This itinerary was created by Bret Bartos, a finalist in Travel Wyoming's 2019 Fly Your WY Road Trip contest. The winner of this contest will receive a trip to Wyoming's Wind River Country.
Wyoming is a living, breathing postcard filled with sights, sounds, smells and tastes as endless as a Wyoming horizon. What better way to experience this beautiful state than through a road trip?
The trip outlined here doesn’t follow the throngs to Yellowstone and the Tetons and Devils Tower. Instead, these roads explore areas in and around Laramie Peak, the 10,275-foot mountain that towers over Southeast Wyoming.
Day One: Discover Old West History
You'll get intoxicating whiffs of ever-present sagebrush and notice that Pronghorn, the Western Hemisphere's fastest land animal, appear almost everywhere, as you begin your journey along the eastern Wyoming plains in some of Wyoming’s most fascinating historic places.
Oregon Trail Ruts State Historic Site
In the decades between 1840 and 1870, tens of thousands of pioneers headed north and west in wagons loaded with everything they owned.
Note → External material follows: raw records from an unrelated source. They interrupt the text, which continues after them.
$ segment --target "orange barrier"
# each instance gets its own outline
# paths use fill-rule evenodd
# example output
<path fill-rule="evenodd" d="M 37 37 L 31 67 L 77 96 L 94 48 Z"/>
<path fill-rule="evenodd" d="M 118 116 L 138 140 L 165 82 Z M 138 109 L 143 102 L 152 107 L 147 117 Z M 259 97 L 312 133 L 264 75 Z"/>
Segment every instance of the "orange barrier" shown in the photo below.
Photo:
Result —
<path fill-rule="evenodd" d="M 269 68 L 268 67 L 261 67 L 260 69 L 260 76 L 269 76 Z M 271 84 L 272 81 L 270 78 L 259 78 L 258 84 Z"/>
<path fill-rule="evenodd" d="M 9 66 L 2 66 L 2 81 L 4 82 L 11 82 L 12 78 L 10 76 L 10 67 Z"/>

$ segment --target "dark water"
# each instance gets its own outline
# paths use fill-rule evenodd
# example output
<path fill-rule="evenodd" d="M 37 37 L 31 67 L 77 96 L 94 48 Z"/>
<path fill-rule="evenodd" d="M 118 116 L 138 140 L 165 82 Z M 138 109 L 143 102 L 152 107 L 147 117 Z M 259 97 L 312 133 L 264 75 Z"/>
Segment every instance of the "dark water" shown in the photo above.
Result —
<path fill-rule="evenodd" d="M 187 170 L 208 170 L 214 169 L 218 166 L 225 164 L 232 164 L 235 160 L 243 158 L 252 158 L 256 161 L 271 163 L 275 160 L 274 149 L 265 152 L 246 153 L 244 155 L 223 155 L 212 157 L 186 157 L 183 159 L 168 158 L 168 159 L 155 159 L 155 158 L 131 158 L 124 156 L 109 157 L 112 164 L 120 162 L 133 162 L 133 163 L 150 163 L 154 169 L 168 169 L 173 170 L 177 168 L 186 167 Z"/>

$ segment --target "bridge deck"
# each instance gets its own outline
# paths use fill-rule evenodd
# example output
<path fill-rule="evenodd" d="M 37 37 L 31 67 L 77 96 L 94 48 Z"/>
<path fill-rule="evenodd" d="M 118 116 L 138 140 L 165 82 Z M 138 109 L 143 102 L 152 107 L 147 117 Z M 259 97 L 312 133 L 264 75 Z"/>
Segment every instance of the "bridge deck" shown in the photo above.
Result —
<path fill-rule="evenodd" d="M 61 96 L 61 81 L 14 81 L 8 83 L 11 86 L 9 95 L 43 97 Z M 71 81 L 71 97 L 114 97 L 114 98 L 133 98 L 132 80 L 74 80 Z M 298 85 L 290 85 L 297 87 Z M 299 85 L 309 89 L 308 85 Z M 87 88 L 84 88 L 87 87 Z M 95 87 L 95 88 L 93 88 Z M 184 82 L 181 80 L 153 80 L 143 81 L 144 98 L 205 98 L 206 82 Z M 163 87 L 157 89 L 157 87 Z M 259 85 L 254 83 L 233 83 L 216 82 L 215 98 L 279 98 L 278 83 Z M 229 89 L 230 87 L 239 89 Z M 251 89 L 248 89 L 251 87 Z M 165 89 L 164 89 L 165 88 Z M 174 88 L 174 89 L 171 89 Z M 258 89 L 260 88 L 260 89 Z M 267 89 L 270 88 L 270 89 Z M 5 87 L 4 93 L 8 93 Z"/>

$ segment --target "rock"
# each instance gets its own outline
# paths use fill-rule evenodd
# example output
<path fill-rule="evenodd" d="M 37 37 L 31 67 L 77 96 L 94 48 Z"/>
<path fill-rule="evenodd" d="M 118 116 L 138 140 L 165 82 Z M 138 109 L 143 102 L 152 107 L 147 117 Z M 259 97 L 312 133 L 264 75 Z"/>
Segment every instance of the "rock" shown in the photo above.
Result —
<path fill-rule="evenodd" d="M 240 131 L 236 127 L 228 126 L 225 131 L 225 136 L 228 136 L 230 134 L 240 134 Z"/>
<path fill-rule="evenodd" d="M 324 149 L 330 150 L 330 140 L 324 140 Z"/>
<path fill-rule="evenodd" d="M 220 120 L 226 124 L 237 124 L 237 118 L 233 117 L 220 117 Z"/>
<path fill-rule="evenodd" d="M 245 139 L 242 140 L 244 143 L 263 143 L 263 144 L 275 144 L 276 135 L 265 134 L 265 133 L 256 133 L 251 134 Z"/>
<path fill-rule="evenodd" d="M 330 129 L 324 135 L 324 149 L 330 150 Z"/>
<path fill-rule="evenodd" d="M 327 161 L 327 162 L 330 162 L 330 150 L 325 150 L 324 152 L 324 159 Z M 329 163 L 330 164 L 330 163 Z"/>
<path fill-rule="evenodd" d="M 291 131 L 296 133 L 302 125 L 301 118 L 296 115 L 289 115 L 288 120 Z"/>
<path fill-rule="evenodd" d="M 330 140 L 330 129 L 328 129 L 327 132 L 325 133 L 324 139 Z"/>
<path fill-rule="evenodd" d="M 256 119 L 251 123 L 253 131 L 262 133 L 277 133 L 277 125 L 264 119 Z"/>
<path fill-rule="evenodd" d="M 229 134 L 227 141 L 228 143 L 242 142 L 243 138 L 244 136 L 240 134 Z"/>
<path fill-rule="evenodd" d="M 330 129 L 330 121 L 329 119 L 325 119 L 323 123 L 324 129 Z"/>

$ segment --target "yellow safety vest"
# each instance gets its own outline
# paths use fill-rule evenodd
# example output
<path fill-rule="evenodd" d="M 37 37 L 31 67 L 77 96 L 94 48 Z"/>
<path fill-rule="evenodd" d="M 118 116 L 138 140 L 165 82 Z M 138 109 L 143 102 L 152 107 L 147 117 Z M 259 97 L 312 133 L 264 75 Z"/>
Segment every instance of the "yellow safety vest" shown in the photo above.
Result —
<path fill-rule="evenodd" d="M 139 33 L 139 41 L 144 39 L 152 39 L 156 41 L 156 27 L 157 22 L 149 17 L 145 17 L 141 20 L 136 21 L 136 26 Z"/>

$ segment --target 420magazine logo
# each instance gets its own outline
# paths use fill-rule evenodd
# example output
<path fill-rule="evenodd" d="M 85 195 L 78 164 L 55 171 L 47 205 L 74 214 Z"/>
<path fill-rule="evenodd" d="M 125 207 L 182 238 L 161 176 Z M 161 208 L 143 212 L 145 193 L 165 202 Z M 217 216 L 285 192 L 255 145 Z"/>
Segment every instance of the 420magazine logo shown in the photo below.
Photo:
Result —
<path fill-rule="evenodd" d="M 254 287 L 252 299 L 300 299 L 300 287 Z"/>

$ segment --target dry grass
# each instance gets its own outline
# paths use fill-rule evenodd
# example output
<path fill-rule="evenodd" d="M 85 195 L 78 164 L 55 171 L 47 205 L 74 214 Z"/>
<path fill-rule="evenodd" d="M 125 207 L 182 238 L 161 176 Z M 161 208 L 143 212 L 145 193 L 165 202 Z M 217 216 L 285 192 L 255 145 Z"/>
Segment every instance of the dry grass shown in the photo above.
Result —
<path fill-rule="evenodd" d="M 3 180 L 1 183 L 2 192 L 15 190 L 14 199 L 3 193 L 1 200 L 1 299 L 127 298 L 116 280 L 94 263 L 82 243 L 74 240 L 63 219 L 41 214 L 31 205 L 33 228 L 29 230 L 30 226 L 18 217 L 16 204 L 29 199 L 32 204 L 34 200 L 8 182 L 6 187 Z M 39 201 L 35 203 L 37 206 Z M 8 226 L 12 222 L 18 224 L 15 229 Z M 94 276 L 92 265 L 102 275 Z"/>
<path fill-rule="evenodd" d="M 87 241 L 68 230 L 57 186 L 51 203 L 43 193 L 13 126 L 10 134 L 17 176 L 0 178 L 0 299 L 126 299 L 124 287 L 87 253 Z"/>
At the Oregon Trail Ruts State Historic Site, you’ll find some of the best-preserved such ruts still in existence on any stretch of the Oregon Trail.
Register Cliff State Historic Site
Just down the road from the Oregon Trail Ruts, these cliffs were a landmark for those travelers, a sign they were headed in the right direction – toward South Pass – and not toward the impassable mountains lurking in the distance. Countless emigrants carved their names in the sandstone, leaving behind hundreds of historical biographies that say, "We were here."
Guernsey State Park
Head north to Guernsey State Park to enjoy spectacular geology, a reservoir of 2,400 surface acres, and 27 miles of shoreline. Fishing, boating, water-skiing, hiking and camping are here for the taking. Drive up to The Castle, the most amazing picnic shelter you're apt to see anywhere, and if you're up for it, hike up to Brimmer Point, where you'll soak in 360 degrees of landscape from prairie to the massive reservoir to Laramie Peak looming to the west.
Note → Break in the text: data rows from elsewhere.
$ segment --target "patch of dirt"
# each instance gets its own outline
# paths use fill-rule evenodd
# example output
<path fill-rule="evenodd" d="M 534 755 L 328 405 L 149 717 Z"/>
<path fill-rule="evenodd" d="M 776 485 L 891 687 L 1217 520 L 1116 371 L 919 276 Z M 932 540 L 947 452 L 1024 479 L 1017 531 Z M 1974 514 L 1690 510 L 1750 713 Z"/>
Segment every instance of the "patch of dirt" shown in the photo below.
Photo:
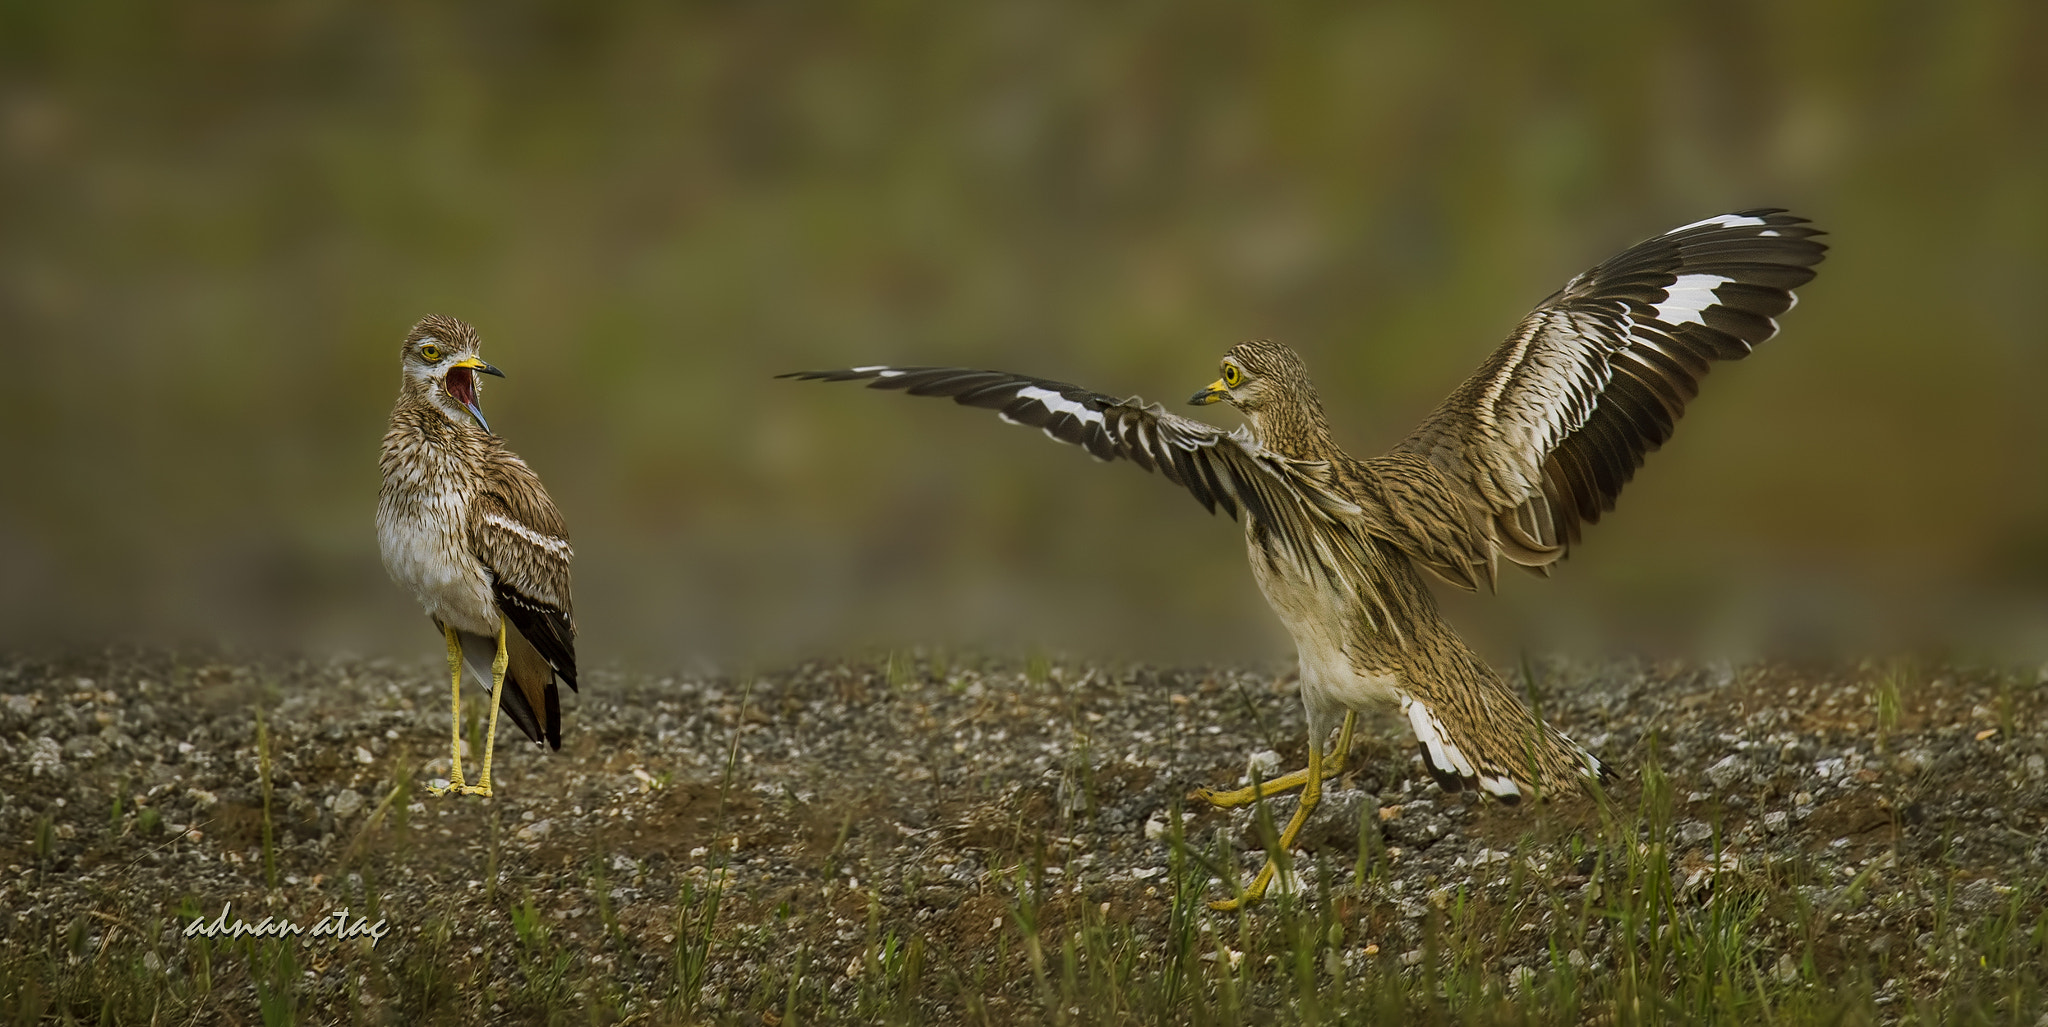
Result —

Fort Laramie National Historic Site
Take a 25-minute drive west from Guernsey and you'll find yourself at this amazingly restored fort that sits on the Laramie River. Fort Laramie was established in 1834 as a fur-trading outpost, but it became the largest and most famous installation of western expansion before being closed in 1890. Stop in the visitor center, tour the buildings, and relive the days when Pony Express riders rode in on exhausted horses.